Louis GASSIAT dit « Jean » (1883 – 1966)

Jean Gassiat au Golf Bordelais (Gironde) avec Moulay Abd el-Aziz ( Sultan du Maroc ) en 1916

Louis Gassiat dit Jean est né à Biarritz en 1883.

Comme Arnaud Massy, Jean découvre le golf en faisant cadet sur les links de Biarritz.
Deuxième français à gagner l’Open de France, il réalise en 1912, le doublé International et National de France Pro.
En 1913, associé à Arnaud Massy, Eugène Lafitte et Louis Tellier, ils forment le quatuor victorieux de la rencontre France / Amérique, jouée sur le parcours du golf de Paris.
Pilier du golf professionnel français de 1907 à 1929, il laisse en héritage divers clubs estampillés à son nom dont un magnifique putteur de sa création mais aussi le tracé du premier parcours de 9 trous du golf d’Estoril.

Son 1er poste de professionnel a été au golf de Baden Baden en Allemagne, puis devient à l’ouverture du golf de Chantilly, le professionnel du Club. Il y enseigne jusqu’à la création du golf de Chiberta en 1927.

Ses débuts

Jean Gassiat découvre le golf à 12 ans grâce à un CPE ( Cadet Premier Emploi ) mis en place quelques années auparavant.

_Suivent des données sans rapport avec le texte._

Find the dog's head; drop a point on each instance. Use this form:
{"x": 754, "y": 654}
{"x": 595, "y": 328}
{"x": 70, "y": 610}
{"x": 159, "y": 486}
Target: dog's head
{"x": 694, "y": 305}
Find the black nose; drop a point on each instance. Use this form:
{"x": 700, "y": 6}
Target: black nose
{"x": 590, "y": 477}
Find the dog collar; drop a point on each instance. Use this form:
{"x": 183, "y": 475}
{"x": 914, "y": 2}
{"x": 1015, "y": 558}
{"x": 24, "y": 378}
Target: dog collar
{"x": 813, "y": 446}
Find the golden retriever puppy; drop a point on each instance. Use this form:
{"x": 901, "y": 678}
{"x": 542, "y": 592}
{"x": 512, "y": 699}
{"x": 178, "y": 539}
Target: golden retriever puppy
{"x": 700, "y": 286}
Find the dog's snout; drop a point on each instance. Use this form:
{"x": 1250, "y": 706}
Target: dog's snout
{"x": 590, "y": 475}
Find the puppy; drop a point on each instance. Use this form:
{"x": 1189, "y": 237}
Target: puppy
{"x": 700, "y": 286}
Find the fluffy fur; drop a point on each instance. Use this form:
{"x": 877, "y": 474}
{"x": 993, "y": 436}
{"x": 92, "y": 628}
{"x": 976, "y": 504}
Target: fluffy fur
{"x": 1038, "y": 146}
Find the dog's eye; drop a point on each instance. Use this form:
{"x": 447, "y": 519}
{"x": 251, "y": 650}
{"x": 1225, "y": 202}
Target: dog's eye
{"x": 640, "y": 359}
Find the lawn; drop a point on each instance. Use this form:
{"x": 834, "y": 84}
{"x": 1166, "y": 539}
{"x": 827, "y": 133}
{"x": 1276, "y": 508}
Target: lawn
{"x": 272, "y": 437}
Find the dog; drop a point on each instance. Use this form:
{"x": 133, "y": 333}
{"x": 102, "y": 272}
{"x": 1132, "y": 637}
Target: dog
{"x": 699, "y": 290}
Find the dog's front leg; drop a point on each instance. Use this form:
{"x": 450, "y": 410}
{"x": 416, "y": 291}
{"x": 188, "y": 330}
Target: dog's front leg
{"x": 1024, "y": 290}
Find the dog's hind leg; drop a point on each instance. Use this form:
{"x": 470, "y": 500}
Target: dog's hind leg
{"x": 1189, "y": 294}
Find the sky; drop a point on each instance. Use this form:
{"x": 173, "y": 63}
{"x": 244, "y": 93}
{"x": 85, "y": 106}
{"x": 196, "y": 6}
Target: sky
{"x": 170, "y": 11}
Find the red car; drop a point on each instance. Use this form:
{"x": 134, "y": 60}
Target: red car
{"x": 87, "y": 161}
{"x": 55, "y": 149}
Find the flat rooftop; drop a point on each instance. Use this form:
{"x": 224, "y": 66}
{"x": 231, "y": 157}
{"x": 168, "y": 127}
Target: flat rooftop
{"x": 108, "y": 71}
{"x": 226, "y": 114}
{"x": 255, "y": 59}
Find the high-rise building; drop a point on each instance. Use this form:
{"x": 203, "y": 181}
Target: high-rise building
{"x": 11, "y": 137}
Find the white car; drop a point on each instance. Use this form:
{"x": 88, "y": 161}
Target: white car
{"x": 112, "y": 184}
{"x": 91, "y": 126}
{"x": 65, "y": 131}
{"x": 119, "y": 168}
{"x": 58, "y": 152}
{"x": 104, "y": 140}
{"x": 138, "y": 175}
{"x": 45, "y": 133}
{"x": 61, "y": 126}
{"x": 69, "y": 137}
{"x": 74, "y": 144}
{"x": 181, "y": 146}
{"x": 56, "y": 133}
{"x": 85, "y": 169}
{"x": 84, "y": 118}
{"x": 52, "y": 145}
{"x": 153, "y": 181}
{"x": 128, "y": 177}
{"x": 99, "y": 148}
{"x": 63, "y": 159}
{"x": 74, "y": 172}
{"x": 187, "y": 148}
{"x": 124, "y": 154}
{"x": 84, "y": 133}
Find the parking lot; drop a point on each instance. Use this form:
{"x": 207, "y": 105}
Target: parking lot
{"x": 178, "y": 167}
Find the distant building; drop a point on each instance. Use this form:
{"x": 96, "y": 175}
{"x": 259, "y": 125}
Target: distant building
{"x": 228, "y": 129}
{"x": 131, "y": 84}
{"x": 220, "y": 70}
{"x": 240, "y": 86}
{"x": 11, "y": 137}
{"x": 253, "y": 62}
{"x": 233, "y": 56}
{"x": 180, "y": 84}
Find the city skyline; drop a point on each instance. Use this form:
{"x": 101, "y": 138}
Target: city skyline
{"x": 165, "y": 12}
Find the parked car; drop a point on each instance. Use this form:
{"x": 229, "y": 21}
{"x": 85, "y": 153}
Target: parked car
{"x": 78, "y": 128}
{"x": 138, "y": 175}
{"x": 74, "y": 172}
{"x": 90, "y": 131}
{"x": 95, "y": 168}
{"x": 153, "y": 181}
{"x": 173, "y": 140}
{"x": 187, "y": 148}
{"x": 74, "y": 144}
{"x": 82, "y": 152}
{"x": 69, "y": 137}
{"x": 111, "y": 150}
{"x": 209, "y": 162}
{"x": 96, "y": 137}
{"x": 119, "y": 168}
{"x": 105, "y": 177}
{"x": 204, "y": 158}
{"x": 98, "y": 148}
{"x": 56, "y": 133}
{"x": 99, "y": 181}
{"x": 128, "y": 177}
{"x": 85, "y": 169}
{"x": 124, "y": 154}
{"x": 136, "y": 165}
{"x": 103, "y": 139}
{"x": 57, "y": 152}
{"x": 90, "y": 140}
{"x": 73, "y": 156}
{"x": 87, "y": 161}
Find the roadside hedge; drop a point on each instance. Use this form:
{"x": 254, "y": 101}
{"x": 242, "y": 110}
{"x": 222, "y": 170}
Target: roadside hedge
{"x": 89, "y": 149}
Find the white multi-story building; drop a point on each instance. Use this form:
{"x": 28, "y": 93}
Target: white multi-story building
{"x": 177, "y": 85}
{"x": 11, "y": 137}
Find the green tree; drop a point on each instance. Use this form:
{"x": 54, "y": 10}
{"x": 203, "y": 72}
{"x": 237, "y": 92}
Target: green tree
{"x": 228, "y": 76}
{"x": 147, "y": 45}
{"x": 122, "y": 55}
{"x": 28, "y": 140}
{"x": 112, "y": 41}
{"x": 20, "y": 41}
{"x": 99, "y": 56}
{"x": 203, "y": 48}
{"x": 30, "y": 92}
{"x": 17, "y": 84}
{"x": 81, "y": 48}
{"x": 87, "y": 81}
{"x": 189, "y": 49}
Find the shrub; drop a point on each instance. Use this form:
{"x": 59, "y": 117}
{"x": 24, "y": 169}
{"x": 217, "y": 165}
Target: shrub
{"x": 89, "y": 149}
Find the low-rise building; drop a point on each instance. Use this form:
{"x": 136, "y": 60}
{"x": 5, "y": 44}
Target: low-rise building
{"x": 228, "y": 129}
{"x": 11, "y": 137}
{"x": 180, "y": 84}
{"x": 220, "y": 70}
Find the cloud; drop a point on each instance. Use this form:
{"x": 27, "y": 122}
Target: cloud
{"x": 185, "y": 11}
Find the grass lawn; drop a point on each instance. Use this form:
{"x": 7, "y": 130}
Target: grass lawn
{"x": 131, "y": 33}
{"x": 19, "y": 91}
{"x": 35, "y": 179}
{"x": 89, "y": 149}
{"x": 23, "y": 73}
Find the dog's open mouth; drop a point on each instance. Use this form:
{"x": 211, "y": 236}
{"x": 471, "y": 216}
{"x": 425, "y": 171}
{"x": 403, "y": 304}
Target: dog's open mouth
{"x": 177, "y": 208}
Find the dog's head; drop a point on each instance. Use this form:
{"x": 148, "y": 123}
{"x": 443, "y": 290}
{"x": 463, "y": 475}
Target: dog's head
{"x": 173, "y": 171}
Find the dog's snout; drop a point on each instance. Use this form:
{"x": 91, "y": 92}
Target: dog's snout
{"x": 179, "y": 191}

L’accès au golf leur est très réglementé.
« Interdiction de posséder des cannes personnelles et d’avoir accès au terrain en dehors de leur fonction ».
Tout caddy prit ne serait-ce que, pour un semblant de mouvement avec la canne d’un client est convoqué dans les bureaux du directeur et se voit infligé une mise à pied.

Emerveillé par ce nouveau jeu, la tentation est grande.

Alors afin de pouvoir le pratiquer, les premiers caddies de Biarritz ont créé sur un terrain vague, à proximité du golf, quelques trous où de grandes parties avec enjeu ont lieu.

Pour les cannes, il faut user d’ingéniosité, de patience, et ne pas être trop exigeant.

Il faut une branche de troène pour le manche. Pour la tête, un tronc d’aubépine façonné au couteau. Puis, pour raccorder le tout, un trou dans la tête à l’aide d’un fer rougi au feu. Un peu de colle et le tour est joué.
Pour les fers, ce sont « les précurseurs du manche acier », une seule pièce forgée avec les cercles de barriques.
Grâce à ces cannes au nom curieux de Makaboko et Matchicouli, de grands artistes, virtuoses du golf sont nés.
Pour les balles, morceaux de liège rejetés par la mer. Puis, grâce aux trajectoires extrêmement variables des joueurs, de belles balles en gutta retrouvées dans les buissons ou haies dès le lever du jour sont une bénédiction de Saint Andrew.
Chose bizarre mais qui sera une révolution pour les fabricants de balles, les entailles causées par le manque de précision des utilisateurs ont un vol supérieur par rapport aux balles neuves.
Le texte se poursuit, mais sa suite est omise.